My paternal grandmother taught me how to embroider and to make a cake using apple butter or jams from the cellar. Sugar was rationed during the time she was cooking most of her meals on the farm, and she had to make do with whatever she had to sweeten a special cake for her family. She also embroidered simple designs on all of her pillow cases so that anyone staying the night with the family thought that “Mrs. Astor” had no better place to sleep. She served cake, made a lovely bed, and fed her guests from her garden. She was not a pioneer woman, but her mother before her was the epitome of pioneer. Grandmother learned from one of the best. Great-grandmother used her husband’s tobacco sacks to piece together quilt tops that were made from leftover scraps of flour sacks. When she wasn’t having babies, she cared for the pigs and chickens and milked a cow. She churned her own butter and made pound cakes with real pounds of ingredients. And when she was not feeding the hired hands or relatives, she took off on her horse and delivered babies as a midwife.
 

The men in our family were good providers; the women made what they provided work to the last inch of usefulness.
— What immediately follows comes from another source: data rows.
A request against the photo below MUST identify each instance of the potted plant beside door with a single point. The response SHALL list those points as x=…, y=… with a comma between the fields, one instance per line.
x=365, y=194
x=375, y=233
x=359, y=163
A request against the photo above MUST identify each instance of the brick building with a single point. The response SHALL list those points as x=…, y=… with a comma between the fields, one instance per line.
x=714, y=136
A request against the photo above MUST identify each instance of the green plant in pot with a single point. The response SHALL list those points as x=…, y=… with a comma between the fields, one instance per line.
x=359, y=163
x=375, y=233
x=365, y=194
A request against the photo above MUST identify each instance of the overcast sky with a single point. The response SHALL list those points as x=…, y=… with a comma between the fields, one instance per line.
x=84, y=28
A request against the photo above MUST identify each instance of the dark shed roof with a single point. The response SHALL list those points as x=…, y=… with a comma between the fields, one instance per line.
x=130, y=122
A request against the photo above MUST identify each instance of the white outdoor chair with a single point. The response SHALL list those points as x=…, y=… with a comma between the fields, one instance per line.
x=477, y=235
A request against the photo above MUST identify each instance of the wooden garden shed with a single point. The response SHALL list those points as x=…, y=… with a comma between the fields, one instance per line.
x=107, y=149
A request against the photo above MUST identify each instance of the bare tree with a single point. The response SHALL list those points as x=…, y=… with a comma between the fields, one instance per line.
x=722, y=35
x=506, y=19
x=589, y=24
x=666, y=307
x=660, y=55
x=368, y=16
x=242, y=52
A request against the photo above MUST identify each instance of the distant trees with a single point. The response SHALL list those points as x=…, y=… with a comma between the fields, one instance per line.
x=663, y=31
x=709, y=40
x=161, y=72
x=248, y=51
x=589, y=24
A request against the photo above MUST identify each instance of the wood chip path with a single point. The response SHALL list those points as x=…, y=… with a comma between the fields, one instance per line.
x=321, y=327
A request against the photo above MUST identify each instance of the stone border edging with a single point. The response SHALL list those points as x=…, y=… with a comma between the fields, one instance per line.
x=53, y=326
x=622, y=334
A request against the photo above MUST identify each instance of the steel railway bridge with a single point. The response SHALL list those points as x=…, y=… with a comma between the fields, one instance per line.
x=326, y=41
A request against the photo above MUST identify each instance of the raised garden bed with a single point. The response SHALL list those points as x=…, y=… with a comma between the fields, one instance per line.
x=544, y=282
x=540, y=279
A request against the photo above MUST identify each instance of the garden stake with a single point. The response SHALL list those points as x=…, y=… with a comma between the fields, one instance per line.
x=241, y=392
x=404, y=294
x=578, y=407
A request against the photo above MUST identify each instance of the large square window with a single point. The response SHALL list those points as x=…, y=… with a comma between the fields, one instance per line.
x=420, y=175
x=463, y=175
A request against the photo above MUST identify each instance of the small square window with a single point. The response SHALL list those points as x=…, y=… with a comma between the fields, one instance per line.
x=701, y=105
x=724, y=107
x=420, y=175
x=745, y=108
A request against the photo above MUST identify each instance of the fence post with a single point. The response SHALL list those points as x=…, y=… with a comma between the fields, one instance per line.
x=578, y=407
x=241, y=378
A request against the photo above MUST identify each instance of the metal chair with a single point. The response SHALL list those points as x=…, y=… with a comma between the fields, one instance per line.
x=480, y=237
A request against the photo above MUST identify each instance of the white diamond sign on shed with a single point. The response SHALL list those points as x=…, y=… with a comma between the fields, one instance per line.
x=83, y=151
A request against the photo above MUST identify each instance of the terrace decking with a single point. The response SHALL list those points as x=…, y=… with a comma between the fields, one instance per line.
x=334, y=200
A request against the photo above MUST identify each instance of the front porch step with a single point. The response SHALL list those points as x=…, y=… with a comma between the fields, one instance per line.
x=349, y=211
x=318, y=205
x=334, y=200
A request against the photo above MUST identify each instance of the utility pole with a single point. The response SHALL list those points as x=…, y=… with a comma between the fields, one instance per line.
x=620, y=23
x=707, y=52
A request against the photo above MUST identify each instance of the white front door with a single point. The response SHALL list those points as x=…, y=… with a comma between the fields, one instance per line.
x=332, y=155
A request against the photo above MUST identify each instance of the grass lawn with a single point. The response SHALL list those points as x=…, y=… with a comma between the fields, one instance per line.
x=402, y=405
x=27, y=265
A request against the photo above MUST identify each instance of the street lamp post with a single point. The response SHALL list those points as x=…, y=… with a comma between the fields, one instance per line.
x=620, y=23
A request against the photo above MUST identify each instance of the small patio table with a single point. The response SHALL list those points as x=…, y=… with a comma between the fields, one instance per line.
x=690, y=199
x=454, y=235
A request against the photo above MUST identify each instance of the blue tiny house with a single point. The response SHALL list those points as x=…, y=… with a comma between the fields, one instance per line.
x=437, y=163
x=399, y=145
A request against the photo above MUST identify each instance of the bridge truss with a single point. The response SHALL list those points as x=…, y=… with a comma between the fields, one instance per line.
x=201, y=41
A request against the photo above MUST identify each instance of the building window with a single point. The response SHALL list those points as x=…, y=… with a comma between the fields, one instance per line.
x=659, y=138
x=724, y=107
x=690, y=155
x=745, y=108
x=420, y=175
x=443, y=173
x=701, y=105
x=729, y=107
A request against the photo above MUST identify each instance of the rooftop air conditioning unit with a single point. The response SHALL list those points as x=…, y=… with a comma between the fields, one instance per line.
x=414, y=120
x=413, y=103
When I think about the examples set by my grandmothers, I realize that I am as different from them as the old dictionary is to the language of this day. We still serve our children and grandchildren and do our best to lead by example, but our world is changing so very quickly that the children may never understand what it means to grow their own food or sew their own clothes or even to provide a restful place for their families. My grandparents did these things as a matter of course—by default of the times in which they lived. Today I try to adapt my commitments to the grandchildren in much the same way as my grandparents adapted to their world—one word, on love at a time.

Monday, April 8, 2013

The Rose Moss Bed

This past Saturday I worked on the yard, planting flowers and a few tomato and pepper plants. The daffy-dorks, as Hanan calls them, have just about finished doing all they can do for one spring. The pretty yellow bells have rung until they are wilted and ready to be cut back a bit. The green leaves will look fine until it is time to dig them out of the ground and store the bulbs. And the dahlias have shot up some strange looking stems under the cedar tree where the sunshine hits them every morning. But one area was still waiting for the weather to change a few degrees warmer. In that area was where I planned to plant rose moss--and Lewis' ashes.

Lewis once said that he regretted that he had lived his entire life on this old hill. He grew up here and then stayed after we married. We never lived any other place; and he died right here in his bedroom. And now what little remains after cremation is stirred into the soil to be mingled with the rose moss seeds. He loved my  flower beds out in front of the house under the cedar tree, so if he has to stay here, at least it will be in a pretty bed of moss. If it should work out that this place is still in the family when I die, maybe the children will let my ashes mingle with his in the same flower bed. We made beautiful memories together. Maybe we could be the foundation for something else beautiful as well.